The timeline tells the real story. Cities had to submit their initial lead service line inventories to the Iowa DNR by October 16, 2024, under EPA rules. Cedar Rapids published its interactive map and identified thousands of at-risk lines right around that deadline. Just weeks later, in December 2024, the city council approved the development agreement for the casino. Ground was broken in February 2025 after the Iowa Racing and Gaming Commission gave the green light, with construction kicking off full steam toward a planned New Year’s Eve 2026 opening.

EPA’s Lead and Copper Rule Improvements (LCRI), finalized in October 2024, demands full replacement of lead pipes within 10 years starting around late 2027, with aggressive targets for communities like Cedar Rapids. The city is talking about aiming for near-complete inventory resolution by 2037 and prioritizing replacements on the public side—but that slow-walk timeline coincides perfectly with pouring concrete and chasing tourist dollars for the casino instead of treating this as the public health emergency it is.

This isn’t coincidence; it’s elite capture in action. Globalist-style priorities and big development interests always seem to trump the basics like safe water for American workers and children. Lead exposure hits kids hardest—lowering IQs, causing behavioral issues, and hammering working-class neighborhoods in older parts of town where these pipes linger. Cedar Rapids banned new lead lines back in 1971, but legacy pipes remain, and the city’s corrosion control only goes so far. While officials pat themselves on the back for adding chemicals to coat pipes, families are left wondering why the same urgency applied to casino approvals isn’t slamming into a full-court press on pipe replacements.

The consequences are clear for everyday Cedar Rapids residents. Delayed action means continued risk of lead in tap water for pregnant moms, infants, and schoolkids in affected homes. Homeowners bear the brunt on private-side replacements, which get expensive fast, while city resources and staff bandwidth shift toward making sure the casino’s shell goes up on schedule. This is the same pattern we see nationwide: out-of-touch local bureaucrats and developers chase economic “wins” that benefit connected insiders and tourism, while ignoring the quiet betrayal of middle-class families dealing with aging infrastructure.

It’s time for real accountability in Cedar Rapids. City leaders should redirect every available dollar and crew toward accelerating full lead service line replacements—public and private sides—using EPA and state revolving funds before the 10-year clock runs out.
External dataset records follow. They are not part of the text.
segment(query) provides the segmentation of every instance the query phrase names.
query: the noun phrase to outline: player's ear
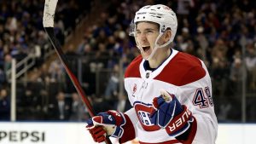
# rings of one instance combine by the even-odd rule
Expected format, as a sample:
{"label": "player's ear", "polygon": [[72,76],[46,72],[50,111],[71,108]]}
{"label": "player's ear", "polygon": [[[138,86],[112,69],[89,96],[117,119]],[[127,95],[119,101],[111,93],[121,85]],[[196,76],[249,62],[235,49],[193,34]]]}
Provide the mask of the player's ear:
{"label": "player's ear", "polygon": [[167,29],[166,32],[165,32],[165,43],[167,43],[170,38],[172,37],[172,30],[171,29]]}

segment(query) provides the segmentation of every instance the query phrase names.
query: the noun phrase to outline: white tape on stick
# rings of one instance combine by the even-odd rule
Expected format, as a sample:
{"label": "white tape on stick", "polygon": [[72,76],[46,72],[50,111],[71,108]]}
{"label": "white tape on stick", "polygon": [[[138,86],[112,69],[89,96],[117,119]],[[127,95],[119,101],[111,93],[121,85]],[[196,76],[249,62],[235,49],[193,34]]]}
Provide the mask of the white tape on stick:
{"label": "white tape on stick", "polygon": [[55,9],[58,0],[45,0],[43,16],[44,27],[54,27]]}

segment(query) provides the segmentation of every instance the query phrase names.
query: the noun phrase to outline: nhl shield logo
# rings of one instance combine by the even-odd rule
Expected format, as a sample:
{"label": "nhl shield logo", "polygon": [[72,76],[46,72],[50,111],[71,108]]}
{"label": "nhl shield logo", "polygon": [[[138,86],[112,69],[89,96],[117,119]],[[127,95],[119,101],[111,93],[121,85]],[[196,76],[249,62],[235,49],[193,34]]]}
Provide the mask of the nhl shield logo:
{"label": "nhl shield logo", "polygon": [[137,91],[137,84],[134,84],[133,89],[132,89],[132,94],[134,94]]}

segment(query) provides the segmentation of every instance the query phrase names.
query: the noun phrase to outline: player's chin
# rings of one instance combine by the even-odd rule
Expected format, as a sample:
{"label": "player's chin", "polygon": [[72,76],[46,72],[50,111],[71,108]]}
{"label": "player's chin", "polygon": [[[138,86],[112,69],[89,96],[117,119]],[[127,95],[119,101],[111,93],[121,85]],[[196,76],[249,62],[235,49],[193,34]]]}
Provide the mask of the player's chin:
{"label": "player's chin", "polygon": [[145,53],[142,53],[143,58],[145,60],[148,60],[149,58],[150,54],[145,54]]}

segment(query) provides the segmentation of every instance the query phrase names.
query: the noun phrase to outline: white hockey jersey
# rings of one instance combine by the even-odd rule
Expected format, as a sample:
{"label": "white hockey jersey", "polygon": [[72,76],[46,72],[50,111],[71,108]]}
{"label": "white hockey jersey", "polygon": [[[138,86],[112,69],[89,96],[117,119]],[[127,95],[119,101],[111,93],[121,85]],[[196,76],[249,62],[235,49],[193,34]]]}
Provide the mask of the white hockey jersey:
{"label": "white hockey jersey", "polygon": [[[150,107],[164,89],[174,94],[195,118],[191,129],[192,143],[213,144],[218,122],[214,113],[212,84],[204,63],[190,55],[172,49],[172,55],[154,71],[146,71],[145,60],[140,55],[127,67],[125,88],[133,108],[125,112],[135,129],[140,143],[180,143],[165,129],[151,124]],[[192,125],[192,126],[193,126]]]}

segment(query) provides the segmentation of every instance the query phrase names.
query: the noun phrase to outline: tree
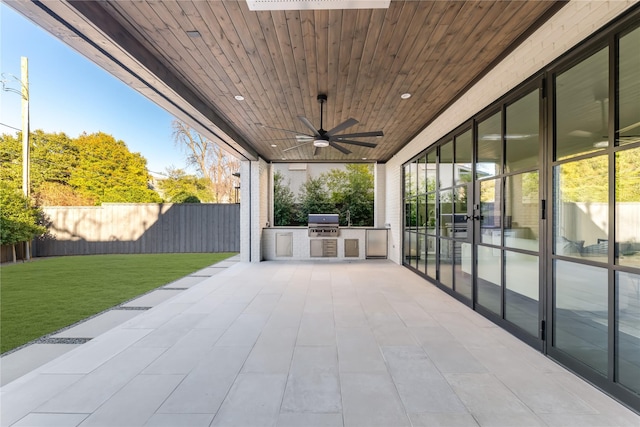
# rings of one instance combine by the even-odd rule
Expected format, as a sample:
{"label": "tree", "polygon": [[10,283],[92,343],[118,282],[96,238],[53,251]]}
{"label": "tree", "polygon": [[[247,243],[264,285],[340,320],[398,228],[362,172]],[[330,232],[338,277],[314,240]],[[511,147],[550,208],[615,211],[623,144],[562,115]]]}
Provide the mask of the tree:
{"label": "tree", "polygon": [[284,183],[280,171],[273,174],[273,222],[276,226],[292,225],[296,218],[295,196]]}
{"label": "tree", "polygon": [[147,161],[131,153],[123,141],[98,132],[80,135],[75,145],[79,158],[68,182],[84,197],[96,204],[162,201],[149,188]]}
{"label": "tree", "polygon": [[175,143],[187,152],[189,164],[208,180],[213,201],[234,201],[236,179],[233,174],[240,170],[240,161],[186,123],[174,120],[172,126]]}
{"label": "tree", "polygon": [[20,190],[4,182],[0,183],[0,206],[0,244],[12,247],[13,262],[16,262],[15,245],[28,242],[47,231],[38,225],[42,212]]}
{"label": "tree", "polygon": [[348,164],[345,170],[332,169],[326,174],[331,201],[340,213],[340,223],[373,225],[374,179],[371,165]]}
{"label": "tree", "polygon": [[309,178],[300,187],[300,209],[298,211],[298,222],[307,224],[309,214],[313,213],[338,213],[335,205],[331,202],[331,196],[327,191],[326,178]]}
{"label": "tree", "polygon": [[[160,202],[148,188],[146,160],[104,133],[76,139],[36,130],[31,140],[31,193],[40,205]],[[22,187],[21,134],[0,136],[0,178]]]}
{"label": "tree", "polygon": [[207,179],[187,175],[182,169],[168,168],[167,177],[159,180],[157,185],[162,196],[172,203],[183,203],[176,200],[183,198],[184,194],[193,195],[203,202],[213,201]]}

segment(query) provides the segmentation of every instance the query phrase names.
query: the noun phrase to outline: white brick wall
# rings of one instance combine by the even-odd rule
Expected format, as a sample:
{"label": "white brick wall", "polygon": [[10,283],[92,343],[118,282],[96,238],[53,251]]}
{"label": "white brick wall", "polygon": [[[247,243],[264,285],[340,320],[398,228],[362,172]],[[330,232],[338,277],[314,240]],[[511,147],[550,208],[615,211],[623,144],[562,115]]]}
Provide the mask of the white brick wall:
{"label": "white brick wall", "polygon": [[401,167],[474,114],[541,71],[637,1],[572,0],[386,164],[389,259],[401,262]]}
{"label": "white brick wall", "polygon": [[251,260],[251,162],[240,163],[240,260]]}

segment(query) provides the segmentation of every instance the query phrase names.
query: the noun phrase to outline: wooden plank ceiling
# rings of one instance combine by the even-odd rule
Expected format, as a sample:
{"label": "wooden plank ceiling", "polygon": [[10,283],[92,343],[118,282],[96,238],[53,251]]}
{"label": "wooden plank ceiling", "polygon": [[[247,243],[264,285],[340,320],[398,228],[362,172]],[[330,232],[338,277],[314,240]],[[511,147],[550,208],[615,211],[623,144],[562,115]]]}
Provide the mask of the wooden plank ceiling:
{"label": "wooden plank ceiling", "polygon": [[[264,159],[384,162],[556,3],[394,0],[388,9],[253,12],[244,0],[135,0],[91,7],[99,4]],[[342,144],[352,153],[327,147],[314,156],[307,141],[291,149],[305,141],[272,128],[309,133],[298,116],[320,127],[318,94],[328,97],[324,129],[355,118],[359,124],[344,132],[382,130],[383,137],[358,138],[377,147]]]}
Put American families and public health first, not casino developers chasing New Year’s Eve 2026 ribbon-cuttings. Secure borders start at home with secure, safe basics like clean water. Patriots in Linn County need to demand their officials stop the surrender to flashy projects and deliver on core responsibilities: safe drinking water, law and order, and policies that actually protect working Americans instead of selling out to the next big spectacle. The lead pipes must go—now—not after the slot machines start ringing.